Bahasa yang digunakan dalam novel ini adalah campuran bahasa Melayu. Mungkin sedikit sulit dipahami, tapi lama-kelamaan akan terbiasa. Di bagian belakang novel juga ada glosarium untuk memudahkan kita menerjemahkan beberapa kosa kata Melayu. Novel ini juga tidak begitu sesuai dengan kehidupan anak muda sekarang. Selain menyampaikan persoalan cinta dan status sosial, novel ini juga menggambarkan pepatah ‘Anak dipangku, kemenakan dibimbing’, yang mana adat dalam pepatah tersebut menjelaskan bahwa seharusnya antara anak dengan keponakan disamakan perlakuannya, sedangkan masyarakat waktu itu justru lebih mengutamakan keponakan sehingga tanggung jawab terhadap anak terabaikan.

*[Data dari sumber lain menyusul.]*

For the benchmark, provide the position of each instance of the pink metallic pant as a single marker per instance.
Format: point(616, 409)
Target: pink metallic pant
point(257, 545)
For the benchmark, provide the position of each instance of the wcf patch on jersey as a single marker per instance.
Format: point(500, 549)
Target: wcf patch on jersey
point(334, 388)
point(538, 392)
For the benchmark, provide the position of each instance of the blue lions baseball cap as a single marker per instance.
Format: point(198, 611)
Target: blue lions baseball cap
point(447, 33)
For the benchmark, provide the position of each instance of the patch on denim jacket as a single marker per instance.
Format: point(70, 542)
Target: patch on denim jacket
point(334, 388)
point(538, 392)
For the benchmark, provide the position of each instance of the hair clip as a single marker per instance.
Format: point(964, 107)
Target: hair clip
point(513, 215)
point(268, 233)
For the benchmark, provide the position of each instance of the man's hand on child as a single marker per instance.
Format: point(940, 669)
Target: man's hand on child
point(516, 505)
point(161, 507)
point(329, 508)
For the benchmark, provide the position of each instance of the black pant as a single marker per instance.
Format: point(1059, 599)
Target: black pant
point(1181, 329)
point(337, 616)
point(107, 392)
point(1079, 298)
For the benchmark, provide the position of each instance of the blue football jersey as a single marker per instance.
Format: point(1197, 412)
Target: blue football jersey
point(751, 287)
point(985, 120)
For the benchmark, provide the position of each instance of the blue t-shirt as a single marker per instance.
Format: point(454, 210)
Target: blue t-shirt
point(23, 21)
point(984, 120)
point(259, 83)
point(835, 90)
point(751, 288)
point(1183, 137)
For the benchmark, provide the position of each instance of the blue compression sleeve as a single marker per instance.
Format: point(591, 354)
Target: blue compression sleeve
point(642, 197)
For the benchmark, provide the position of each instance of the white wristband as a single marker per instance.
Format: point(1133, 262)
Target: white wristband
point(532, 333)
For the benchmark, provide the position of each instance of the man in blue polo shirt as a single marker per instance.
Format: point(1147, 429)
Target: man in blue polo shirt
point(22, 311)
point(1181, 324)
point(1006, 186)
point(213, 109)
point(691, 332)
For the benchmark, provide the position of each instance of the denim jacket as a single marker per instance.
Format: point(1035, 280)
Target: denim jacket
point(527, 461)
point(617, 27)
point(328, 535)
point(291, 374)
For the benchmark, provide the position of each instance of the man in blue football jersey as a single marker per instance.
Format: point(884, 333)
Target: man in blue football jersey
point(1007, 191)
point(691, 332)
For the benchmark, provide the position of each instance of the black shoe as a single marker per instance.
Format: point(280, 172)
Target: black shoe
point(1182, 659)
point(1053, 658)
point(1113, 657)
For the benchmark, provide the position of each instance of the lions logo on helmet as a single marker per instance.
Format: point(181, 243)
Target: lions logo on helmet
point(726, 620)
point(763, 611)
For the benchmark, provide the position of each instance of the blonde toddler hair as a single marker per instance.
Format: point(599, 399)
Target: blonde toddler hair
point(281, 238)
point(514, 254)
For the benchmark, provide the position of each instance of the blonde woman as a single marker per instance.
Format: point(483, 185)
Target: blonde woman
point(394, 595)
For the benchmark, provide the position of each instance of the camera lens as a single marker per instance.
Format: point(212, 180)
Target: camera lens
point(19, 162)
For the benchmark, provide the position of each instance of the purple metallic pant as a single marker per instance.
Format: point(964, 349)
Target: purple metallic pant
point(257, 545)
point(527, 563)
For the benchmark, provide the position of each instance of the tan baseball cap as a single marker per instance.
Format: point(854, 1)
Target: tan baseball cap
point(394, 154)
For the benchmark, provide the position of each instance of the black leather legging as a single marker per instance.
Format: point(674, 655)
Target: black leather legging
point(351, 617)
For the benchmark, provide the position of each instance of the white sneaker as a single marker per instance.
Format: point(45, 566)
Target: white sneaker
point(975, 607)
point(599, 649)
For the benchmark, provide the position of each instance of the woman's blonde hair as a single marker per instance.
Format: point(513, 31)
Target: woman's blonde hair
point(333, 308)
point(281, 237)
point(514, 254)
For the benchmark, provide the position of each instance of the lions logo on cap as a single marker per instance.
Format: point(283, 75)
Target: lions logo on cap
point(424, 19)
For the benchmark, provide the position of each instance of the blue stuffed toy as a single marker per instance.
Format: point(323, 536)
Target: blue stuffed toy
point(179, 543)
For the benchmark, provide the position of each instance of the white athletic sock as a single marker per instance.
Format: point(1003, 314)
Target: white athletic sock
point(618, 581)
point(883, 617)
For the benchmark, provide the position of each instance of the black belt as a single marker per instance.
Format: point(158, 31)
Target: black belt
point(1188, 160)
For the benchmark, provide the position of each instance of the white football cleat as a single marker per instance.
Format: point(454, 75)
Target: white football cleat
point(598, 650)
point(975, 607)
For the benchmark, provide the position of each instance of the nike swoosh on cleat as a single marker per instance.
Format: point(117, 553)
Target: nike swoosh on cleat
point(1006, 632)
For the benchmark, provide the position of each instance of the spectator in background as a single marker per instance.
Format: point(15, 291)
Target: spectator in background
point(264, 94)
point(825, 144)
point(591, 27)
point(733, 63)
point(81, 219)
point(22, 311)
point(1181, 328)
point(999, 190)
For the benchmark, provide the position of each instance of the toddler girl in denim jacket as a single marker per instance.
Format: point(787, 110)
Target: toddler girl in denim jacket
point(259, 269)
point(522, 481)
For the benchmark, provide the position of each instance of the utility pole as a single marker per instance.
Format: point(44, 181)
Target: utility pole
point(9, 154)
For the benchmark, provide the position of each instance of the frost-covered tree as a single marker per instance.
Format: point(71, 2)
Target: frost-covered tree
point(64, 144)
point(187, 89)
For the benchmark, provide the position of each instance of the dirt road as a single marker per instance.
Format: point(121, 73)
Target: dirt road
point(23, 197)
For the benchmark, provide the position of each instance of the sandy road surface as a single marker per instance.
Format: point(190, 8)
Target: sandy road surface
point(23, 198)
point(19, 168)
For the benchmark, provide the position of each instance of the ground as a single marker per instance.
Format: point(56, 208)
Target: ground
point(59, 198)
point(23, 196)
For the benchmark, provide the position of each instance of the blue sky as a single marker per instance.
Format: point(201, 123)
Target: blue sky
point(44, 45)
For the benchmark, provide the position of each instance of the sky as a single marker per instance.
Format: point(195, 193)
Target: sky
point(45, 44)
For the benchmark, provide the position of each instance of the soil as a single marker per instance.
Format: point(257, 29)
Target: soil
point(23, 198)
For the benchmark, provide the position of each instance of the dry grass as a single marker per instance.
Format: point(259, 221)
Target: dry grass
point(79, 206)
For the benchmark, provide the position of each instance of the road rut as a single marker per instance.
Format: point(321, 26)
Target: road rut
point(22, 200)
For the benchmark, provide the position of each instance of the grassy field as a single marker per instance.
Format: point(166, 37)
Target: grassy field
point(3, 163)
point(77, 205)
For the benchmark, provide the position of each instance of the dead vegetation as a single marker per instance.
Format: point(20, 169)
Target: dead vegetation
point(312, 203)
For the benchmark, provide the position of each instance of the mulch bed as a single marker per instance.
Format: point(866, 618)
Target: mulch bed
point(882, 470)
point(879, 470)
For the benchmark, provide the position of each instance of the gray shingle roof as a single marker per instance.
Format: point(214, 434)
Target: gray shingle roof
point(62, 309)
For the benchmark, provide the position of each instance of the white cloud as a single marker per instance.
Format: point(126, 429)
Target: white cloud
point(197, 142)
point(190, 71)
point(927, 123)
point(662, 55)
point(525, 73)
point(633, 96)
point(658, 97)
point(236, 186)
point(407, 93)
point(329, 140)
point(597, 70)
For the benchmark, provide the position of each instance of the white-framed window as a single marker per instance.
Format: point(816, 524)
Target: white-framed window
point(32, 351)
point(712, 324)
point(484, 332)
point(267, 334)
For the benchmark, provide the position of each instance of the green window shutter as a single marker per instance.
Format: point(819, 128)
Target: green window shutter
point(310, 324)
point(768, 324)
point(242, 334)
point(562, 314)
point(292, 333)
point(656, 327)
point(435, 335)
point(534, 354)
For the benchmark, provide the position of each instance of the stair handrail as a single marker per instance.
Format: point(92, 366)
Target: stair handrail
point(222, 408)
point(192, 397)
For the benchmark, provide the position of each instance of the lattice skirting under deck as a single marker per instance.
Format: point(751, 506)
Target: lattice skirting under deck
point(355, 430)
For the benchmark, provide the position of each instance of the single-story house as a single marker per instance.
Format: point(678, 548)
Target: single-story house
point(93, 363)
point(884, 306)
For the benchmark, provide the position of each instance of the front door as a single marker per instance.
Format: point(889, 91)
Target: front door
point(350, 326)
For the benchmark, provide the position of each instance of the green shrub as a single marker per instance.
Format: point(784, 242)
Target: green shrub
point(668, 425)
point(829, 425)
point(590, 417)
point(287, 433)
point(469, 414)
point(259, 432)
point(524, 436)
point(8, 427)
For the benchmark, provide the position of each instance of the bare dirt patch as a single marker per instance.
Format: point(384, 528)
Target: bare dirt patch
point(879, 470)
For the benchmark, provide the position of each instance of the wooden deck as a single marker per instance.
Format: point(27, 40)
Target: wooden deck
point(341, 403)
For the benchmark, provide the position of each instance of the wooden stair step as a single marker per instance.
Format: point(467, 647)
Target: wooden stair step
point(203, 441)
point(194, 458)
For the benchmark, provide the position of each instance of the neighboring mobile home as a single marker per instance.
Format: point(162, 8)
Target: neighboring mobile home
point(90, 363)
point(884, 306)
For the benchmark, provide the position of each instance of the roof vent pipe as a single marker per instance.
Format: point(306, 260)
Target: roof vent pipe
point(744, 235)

Namun jika tidak melalui buku, dari mana lagi kita akan mempelajari sejarah. Melalui Anak dan Kemenakan, kita belajar bahwa kerasnya adat bagaimana pun tetap harus dihormati. Serta perbedaan pendapat yang ada pada kita hendaknya tidak dijadikan inti perseteruan, tapi dicari titik tengahnya. Di mana bumi dipijak, di situ langit dijunjung. Bersatu kita teguh, bercerai kita runtuh. []

Peresensi adalah Shahibah Alyani, mahasiswi Program Studi Teknik Geofisika, Fakultas Teknik, Universitas Syiah Kuala. Ia juga merupakan salah satu anggota di UKM Pers DETaK USK.